In her book on the Voices of the Accused in the Basque Witch-Craze (2019), Emma Wilby wrote that, “it is no surprise to find that several witch suspects confessed to having flown to the New World to attend sabbaths or sabotage fishing trips”, because, she argued, Basque people would have gained “vivid and memorable impressions of Amerindian life” from “fathers, husbands, brothers and other family members who […] had travelled to the New World”. De Lancre’s cross-examinations may have pressured women to reframe their experiences of religion, ceremonial life, quotidian spiritual practices, dreams, and nightmares into demonological stereotypes, but something of their experiences and cultural landscape remains in their testimonies – both of the near, and the far.
3.
Drawing from the Melanesian term mana, Durkheim theorized in Elementary Forms of Religious Life (1912) that practices of natural magic – storm-brewing, and the sinking of ships, for example – universally derived from “primitive” belief in an energetic, non-mimetic power operating beyond metaphoric relations and similitudes that, “can attach to words spoken and gestures made, as well as to material substances” (1995 [1912]: 202). In Durkheim’s thought, mana is the ultimate exchange value. Perfectly translatable between cultural and religious contexts, it rendered all symbolic activity operational yet literally insignificant. Itself identifiable with none of the sites or actions through which its energy could be magically transmitted; mana in Durkheim’s thought is immanence; “the power to produce the rain or the wind, the harvest or the light of day” around which symbolic activity could only organize at random (ibid.).
In Totem and Taboo (1913), Freud takes the concept of mana in another direction – positing it as the unapproachability and consequent magical power that the taboo holds as a initiator of symbolic action. Arguing that an energetic build-up mounts around taboos as they are desired and suppressed, Freud proposed that a release would become necessary, and would take the shape of an energetic discharge through symbolic substitution. Almost anything will do, as long as it “stands in” for that which is tabooed, the way that a scapegoat might “stand in” as a sacrificial victim.
The performance work of ship-sinkers, placed within the framework of Durkheim and Freud’s early twentieth-century thoughts, are then perhaps to be understood as sites where profound colonial desires were given ceremonial shape and discharged. Among Indigenous Alaskans, to claim such magical power over the sinking of colonial ships through performance might have channelled desires to take control over the incursion of settlers and merchants.
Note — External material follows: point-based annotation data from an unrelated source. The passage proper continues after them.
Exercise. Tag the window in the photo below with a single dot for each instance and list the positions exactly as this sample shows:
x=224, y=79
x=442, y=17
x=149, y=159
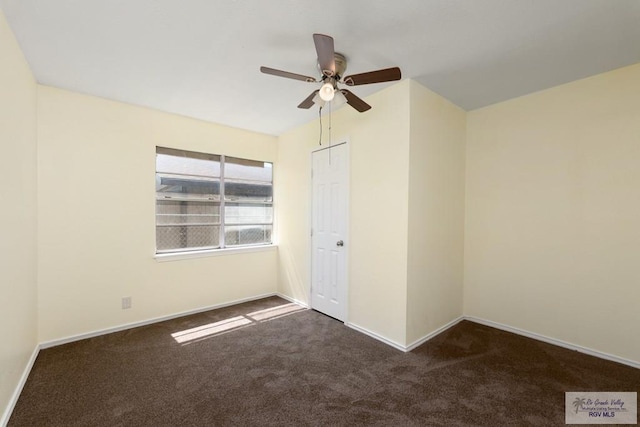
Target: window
x=208, y=201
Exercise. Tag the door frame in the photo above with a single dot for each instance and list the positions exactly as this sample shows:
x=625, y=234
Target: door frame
x=346, y=143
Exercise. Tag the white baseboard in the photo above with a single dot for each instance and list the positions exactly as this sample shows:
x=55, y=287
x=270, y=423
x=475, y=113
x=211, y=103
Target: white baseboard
x=411, y=346
x=433, y=334
x=376, y=336
x=126, y=326
x=16, y=393
x=293, y=300
x=554, y=341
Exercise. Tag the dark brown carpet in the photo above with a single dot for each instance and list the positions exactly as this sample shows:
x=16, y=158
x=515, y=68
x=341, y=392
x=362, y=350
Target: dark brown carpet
x=306, y=369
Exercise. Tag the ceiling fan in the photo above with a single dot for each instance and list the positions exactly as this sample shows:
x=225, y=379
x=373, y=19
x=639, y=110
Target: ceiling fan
x=332, y=66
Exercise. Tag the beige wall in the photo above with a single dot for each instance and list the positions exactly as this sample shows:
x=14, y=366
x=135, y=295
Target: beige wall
x=18, y=298
x=436, y=213
x=377, y=245
x=553, y=213
x=96, y=217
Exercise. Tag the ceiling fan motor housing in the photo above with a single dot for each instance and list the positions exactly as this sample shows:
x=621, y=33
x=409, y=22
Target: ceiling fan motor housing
x=340, y=62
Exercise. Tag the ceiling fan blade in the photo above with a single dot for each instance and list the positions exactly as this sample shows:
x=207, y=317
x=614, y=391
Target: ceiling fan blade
x=308, y=102
x=287, y=74
x=324, y=48
x=378, y=76
x=355, y=101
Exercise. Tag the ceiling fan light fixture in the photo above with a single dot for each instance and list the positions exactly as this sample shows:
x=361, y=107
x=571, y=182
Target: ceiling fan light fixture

Among Labourdian women accused of witchcraft, it might have somehow quenched the desire to control the vehicles that transported their friends and family far away.
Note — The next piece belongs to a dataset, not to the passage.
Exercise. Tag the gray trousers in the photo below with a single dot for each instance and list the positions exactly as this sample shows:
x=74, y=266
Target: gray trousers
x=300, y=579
That, at least, is what emerges from reading performance in colonial and persecutorial documents through the concepts of mana in Durkheim’s 1912 theory of “primitive” religion and Freud’s 1913 theory of taboo. A theory of performance as a pyschological release valve in pressurized contexts of state violence emerges from the ways that European theories of “primitive” magical enactment have been transferred through psychoanalytic theory to yield up Eurocentric visions of art as symbolic healing of colonial trauma in turn.